Широко и открыто улыбался беззаботный старик, итальянец, владелец доходного дома, грешный, с земными заботами, с такими же прегрешеньями, — Матвей же, весь ушедший в молитву, бесстрашно отринувший желания плоти, презревший земное, с удивительной страстью, с упорством бежавший любого греха, не улыбнулся, казалось, ни разу, презрительным и угрюмым был неустанно его леденящий, испепеляющий взгляд.
Однако между ними мерещилось что-то удивительно схожее, одинаково чуждое, ненавистное ему.
Оттолкнувшись плечом от стены, машинально одёрнув сюртук, точно предстояло выйти к гостям, Николай Васильевич потоптался на месте, пытаясь хоть немного согреть иззябшие ноги, которые своим холодом вдруг некстати напомнили ему о себе.
Что могло быть упоительней жажды узнать человека? Что могло быть опасней и тяжелей для смятенной души? Что могло быть прилипчивей, неотвязней, чем эта врождённая, Богом данная, но беспокойная страсть?
Он должен был это невероятное сходство без промедления изъяснить сам себе!
И тут же украдкой скользнула тихая мысль, точно он уже всё разгадал до самых тёмных корней, что не гак и страшен угрюмый Матвей, каким желает казаться и даже кажется всем.
О, если бы эта мысль его была справедливой и верной!
Тогда, может быть, и всё прочее тоже не так, и всё возможно и должно переделать, перестроить иначе, по крайней мере отложить, отодвинуть на время, единственно для того, чтобы спокойно, во всех подробностях разобраться с собой.
Он задумался глубоко и тревожно.

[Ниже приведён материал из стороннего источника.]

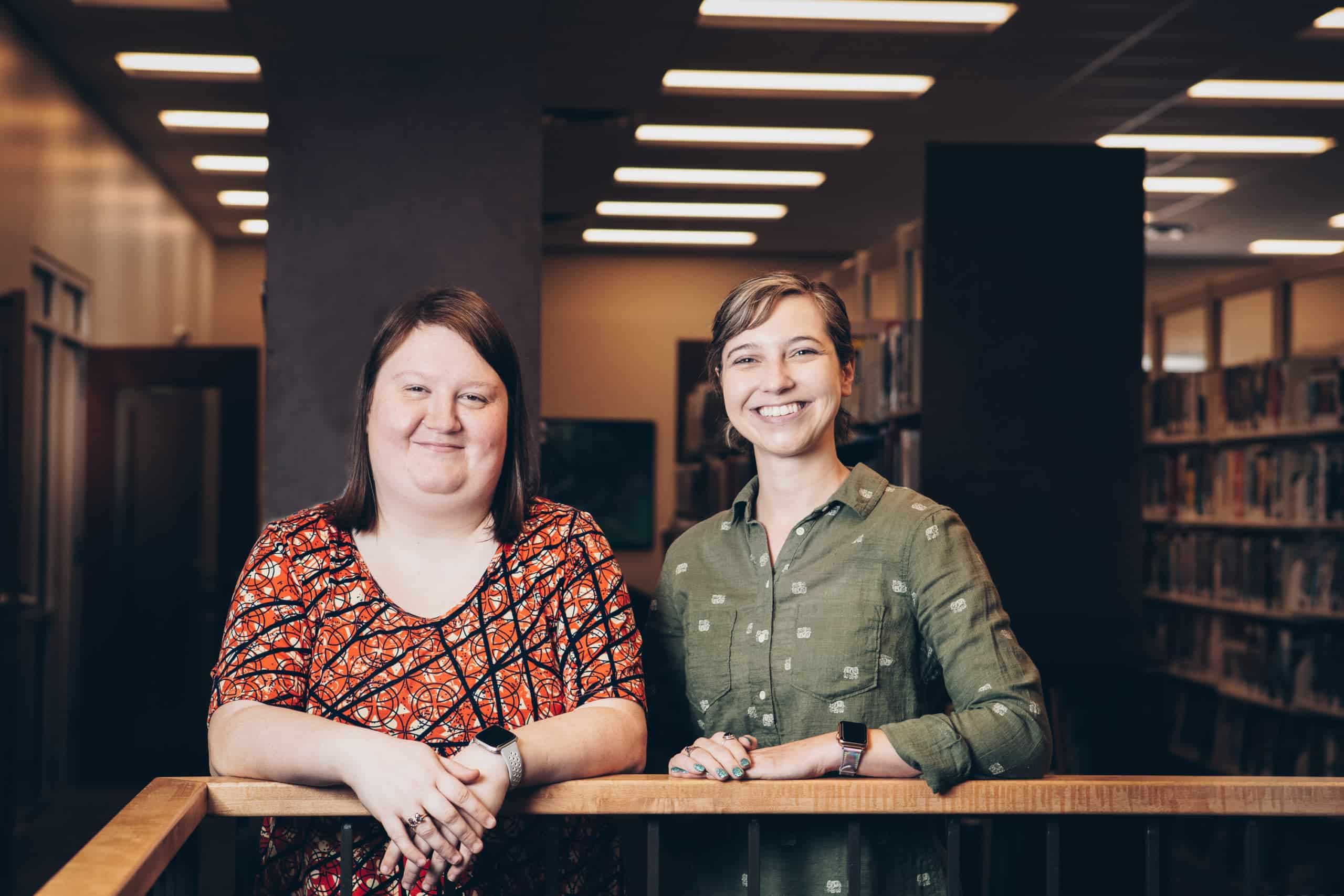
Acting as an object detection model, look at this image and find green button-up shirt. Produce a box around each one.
[645,463,1051,896]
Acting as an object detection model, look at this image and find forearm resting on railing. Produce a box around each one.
[208,700,383,787]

Слабость отощавшего тела уже проходила. Он оборотился спиной к ненужной стене, крепко обхватив руками бока и притопывая толевой, то правой ногой. Он увидел Матвея, каким тот явился к нему при последнем свидании, случившемся здесь, в этой комнате, в сумерках, дней десять назад, при свете свечи.
Ряса потёрта, обношена. Медный крест на выпуклой чёрной груди. Седевшие светлые волосы в беспорядке по спине и плечам. Провалы огненных глаз на изнурённом, потемневшем лице. Мужицкие обитые тяжёлые руки.
Ничего приметного, яркого, своего. Что тут общего с лёгким, подвижным, вечно смеющимся итальянцем в зелёном распахнутом сюртуке, в опрятных жёлтеньких брючках, скроенных и сшитых не без потуги на последнюю моду? Чего стоил один пылающий яростью взгляд?
И всё же...
Он опомнился вдруг, отмахнулся, резко оборвал свою капризную, странную мысль, заподозрив, что лжёт, должно быть нарочно, себе, возводя на Матвея напраслину по лукавости тёмных желаний, тогда как, возможно, было бы лучше для него, если бы чистой и светлой оставалась в его неподкупных глазах стоическая душа иерея.